A médica também explica o processo de testes, que tem quatro fases principais. A primeira avalia a segurança do medicamento, investigando os efeitos colaterais relacionados à dose. Em se tratando de um remédio conhecido, se a dose proposta para o novo uso for a mesma da já aprovada, essa fase pode ser dispensada. Em seguida, na segunda fase, testa-se a eficácia do medicamento, com aplicação randomizada em grupos de pacientes. É a etapa em que se encontra a medicação proposta pelo MCTIC.

– Os melhores estudos são os cegos, quando nem paciente nem médico sabem se o paciente está usando o medicamento ou o placebo – diz a médica.

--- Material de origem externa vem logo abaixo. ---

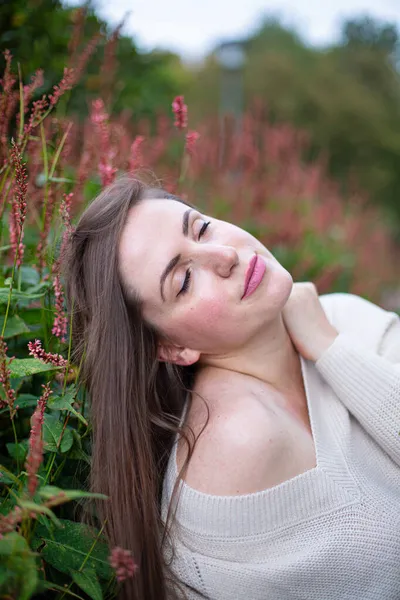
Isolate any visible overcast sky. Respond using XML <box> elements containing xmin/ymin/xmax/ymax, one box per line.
<box><xmin>66</xmin><ymin>0</ymin><xmax>400</xmax><ymax>59</ymax></box>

A terceira fase expande o estudo para um número grande de pacientes. Se o grupo da intervenção tiver um desempenho superior ao grupo placebo, todos os pacientes passam para o grupo da intervenção. A fase quatro se baseia na vigilância dos efeitos pós-comercialização.

Vermífugo

No fim da tarde desta quarta-feira, na coletiva à imprensa diária do Ministério da Saúde, o ministro da pasta, Luiz Henrique Mandetta, disse que a equipe de Pontes testa um vermífugo contra Covid-19. A declaração foi feita quando Mandetta citava estudos em andamento sobre a doença, incluindo a cloroquina.

De acordo com Mandetta, a cloroquina se mostrou interessante in vitro, com grande capacidade de matar o novo coronavírus, o que não tem se repetido ao ser testado em humanos, segundo as pesquisas. Da mesma forma, o vermífugo teria se mostrado promissor em laboratório e agora será experimentado em pacientes com Covid-19.

Na semana passada, Mandetta já  havia mencionado ter recebido informações de pesquisas sobre um remédio, chamado ivermectina. Ele disse, na ocasião, que é usado para tratar gado, matar carrapato e deixar o pelo do animal bonito. O medicamento, segundo Mandetta afirmou, poderia ser promissor para tratar o novo coronavírus.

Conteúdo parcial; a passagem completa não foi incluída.